Education

What Parents Need to Know About School Coronavirus Case Data


And we have information on Covid-19 cases, at least in the first weeks of school. So far, the numbers are small. In our data, as of Sunday, confirmed case rates in students are 0.073 percent and, in staff, 0.14 percent. That means, in a school of 1,350 students you’d expect one case every two weeks and, in a staff of 100, one case about every 14 weeks. These numbers are about three times as high if we include suspected cases.

The top-line numbers are usually what people ask about first, but by starting with the context we can look at all sorts of additional information. For example: In some school districts, staff are working in person and students are not in person. Staff suspected and confirmed case rates in these schools look similar to schools that have students in person (although all are low), which suggests that staff may be spreading the coronavirus to each other, or these cases may be the result of general community spread. Another simple finding: Private schools in our data have lower infection rates, which seems to reflect, at least in part, their demographics and the fact that they do more mitigation.

Data with more context can also reveal the relative frequency of coronavirus prevention policies (masks are the most common, while routine staff testing is very uncommon) and give information on the use of different learning models.
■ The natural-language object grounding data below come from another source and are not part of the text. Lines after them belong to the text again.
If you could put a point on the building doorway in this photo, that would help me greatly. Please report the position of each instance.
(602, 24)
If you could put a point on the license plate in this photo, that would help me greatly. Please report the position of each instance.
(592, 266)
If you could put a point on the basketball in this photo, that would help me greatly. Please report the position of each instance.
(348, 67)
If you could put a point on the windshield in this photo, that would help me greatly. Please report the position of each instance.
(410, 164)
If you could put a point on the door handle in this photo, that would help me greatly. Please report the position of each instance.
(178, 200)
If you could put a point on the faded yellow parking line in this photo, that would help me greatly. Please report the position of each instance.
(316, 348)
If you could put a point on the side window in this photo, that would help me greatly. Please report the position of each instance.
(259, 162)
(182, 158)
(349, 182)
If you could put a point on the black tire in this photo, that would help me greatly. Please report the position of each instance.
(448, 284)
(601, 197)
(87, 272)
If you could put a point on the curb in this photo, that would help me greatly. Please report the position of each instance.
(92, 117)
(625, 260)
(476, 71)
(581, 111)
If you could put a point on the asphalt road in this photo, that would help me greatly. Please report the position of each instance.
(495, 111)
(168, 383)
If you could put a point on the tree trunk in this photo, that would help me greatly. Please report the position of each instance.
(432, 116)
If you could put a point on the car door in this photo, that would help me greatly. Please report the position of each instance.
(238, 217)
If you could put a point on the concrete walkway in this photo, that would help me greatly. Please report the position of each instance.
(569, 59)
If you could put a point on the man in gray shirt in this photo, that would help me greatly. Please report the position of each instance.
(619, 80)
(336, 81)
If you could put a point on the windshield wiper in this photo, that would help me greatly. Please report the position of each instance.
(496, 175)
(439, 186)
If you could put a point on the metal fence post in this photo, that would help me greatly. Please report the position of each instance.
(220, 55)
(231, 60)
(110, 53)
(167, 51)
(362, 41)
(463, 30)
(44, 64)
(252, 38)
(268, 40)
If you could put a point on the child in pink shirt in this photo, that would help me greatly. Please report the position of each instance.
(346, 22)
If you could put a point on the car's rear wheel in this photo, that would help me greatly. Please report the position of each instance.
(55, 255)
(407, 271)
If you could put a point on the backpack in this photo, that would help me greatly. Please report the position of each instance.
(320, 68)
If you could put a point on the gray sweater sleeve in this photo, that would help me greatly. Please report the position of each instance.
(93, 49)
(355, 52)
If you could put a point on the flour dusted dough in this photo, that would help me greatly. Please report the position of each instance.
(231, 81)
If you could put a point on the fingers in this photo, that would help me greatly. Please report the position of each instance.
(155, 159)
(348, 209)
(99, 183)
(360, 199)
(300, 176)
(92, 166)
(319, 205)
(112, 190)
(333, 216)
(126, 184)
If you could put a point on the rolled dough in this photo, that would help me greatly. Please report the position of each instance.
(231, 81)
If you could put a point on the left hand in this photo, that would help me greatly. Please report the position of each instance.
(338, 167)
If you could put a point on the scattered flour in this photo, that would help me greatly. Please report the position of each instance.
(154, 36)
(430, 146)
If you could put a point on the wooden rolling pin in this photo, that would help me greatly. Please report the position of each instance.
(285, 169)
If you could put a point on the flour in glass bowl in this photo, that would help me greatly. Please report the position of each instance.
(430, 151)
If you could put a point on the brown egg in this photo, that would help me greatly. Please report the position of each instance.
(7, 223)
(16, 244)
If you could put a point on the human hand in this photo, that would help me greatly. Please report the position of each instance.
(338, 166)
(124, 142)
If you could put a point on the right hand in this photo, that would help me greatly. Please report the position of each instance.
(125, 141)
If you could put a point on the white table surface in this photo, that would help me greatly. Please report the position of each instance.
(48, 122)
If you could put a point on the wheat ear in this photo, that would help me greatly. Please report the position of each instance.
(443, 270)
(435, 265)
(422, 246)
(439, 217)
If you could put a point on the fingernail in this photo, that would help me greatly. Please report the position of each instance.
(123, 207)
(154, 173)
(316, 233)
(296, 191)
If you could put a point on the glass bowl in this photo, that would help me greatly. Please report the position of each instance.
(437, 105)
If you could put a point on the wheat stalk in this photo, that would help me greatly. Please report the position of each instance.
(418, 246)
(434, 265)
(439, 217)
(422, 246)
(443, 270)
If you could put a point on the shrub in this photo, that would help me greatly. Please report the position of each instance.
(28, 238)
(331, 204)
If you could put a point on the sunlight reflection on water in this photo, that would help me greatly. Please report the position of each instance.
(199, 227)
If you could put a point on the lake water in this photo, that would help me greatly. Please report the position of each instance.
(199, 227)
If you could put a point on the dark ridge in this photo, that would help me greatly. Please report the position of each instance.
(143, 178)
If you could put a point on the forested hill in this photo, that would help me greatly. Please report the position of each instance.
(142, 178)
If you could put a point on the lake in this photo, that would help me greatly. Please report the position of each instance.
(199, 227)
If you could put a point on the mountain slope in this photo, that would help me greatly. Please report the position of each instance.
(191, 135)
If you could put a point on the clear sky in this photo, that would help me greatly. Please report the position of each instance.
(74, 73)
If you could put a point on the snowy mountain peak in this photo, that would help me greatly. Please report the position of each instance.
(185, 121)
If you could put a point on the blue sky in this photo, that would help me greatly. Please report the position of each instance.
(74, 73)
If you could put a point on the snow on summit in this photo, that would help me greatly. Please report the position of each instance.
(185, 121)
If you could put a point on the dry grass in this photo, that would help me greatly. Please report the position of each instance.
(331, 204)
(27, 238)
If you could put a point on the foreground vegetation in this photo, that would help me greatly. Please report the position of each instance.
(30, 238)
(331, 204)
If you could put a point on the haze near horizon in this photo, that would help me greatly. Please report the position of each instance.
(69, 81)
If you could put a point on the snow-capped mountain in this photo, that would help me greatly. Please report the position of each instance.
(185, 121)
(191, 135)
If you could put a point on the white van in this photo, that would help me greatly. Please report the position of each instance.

According to our data, 13 percent of schools have changed their learning model since the start of the school year. As the data grows, it will allow researchers — us and others — to analyze the relationship between prevention and outcomes. In our early analysis, limiting group sizes to under 25 seems to be the mitigation practice that is linked most strongly with low infection rates. Time and more data will help us learn whether this holds up.

As a parent, or as a school administrator, this data may give you more context for your own choices and encourage you to ask informed questions. What should I expect in a school like mine, if we open? What do “best practices” look like in general, and in my area? Information like this may be crucial to parents’ choices about their children, and schools’ choices about reopening.